16. Changes to This Privacy Policy

We may update this Privacy Policy from time to time. When we make changes, we will:

• Update the "Last Updated" date at the top of this page.
• Post the revised policy at the same URL.
• For material changes, provide notice within the App or through the Google Play Store listing.

Your continued use of the App after any changes constitutes your acceptance of the revised policy. We encourage you to review this page periodically.
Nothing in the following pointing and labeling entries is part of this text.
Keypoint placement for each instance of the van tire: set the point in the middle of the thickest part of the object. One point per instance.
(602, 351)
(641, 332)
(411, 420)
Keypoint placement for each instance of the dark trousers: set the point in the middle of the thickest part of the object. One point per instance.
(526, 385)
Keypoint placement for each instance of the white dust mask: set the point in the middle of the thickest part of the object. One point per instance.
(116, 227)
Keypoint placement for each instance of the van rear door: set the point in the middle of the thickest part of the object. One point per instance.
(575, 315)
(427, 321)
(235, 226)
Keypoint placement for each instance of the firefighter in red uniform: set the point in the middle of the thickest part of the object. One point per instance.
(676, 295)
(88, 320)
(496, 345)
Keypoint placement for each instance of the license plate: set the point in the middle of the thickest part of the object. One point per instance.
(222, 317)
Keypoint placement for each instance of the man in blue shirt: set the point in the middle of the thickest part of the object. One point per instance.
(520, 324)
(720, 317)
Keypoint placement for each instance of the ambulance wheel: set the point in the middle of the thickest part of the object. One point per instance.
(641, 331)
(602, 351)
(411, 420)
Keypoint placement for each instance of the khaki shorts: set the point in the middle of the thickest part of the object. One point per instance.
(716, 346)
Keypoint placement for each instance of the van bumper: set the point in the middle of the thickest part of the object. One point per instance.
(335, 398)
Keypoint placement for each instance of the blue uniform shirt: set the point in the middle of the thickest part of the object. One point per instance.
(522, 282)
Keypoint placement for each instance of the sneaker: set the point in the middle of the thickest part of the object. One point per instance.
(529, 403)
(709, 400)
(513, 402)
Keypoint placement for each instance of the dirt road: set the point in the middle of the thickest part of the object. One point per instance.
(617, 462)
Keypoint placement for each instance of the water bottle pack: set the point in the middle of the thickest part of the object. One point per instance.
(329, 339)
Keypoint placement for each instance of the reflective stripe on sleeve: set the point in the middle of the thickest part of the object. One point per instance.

17. Legal Basis for Processing (GDPR)

Where GDPR applies, we rely on the following legal bases for processing the data described in this policy:

• Performance of a contract (Art. 6(1)(b)): Processing signaling metadata and operating the TURN relay are necessary to provide the file-transfer service you requested.
• Legitimate interests (Art. 6(1)(f)): Anonymous analytics and crash reporting are processed to maintain the stability and quality of the App, and to serve non-personalised, contextual advertisements where you have not consented to personalised ads. You can object to this processing by uninstalling the App or restricting its network access.
• Consent (Art. 6(1)(a)): Personalised advertising and the corresponding processing by Appodeal, Google AdMob, and partner ad networks are performed only where you have given consent through the Google UMP form. You may withdraw consent at any time via Settings → Privacy → Manage Ad Consent.
• Legal obligation (Art. 6(1)(c)): Where we are required to retain or disclose data to comply with applicable law.

18. Contact Us

If you have any questions, concerns, or requests regarding this Privacy Policy or our data practices, please contact us:

We will respond to your enquiry within 30 days.

19. Governing Law

This Privacy Policy shall be governed by and construed in accordance with the laws of Australia, without regard to its conflict-of-law provisions, except where mandatory local privacy legislation (such as GDPR, CCPA, or LGPD) applies.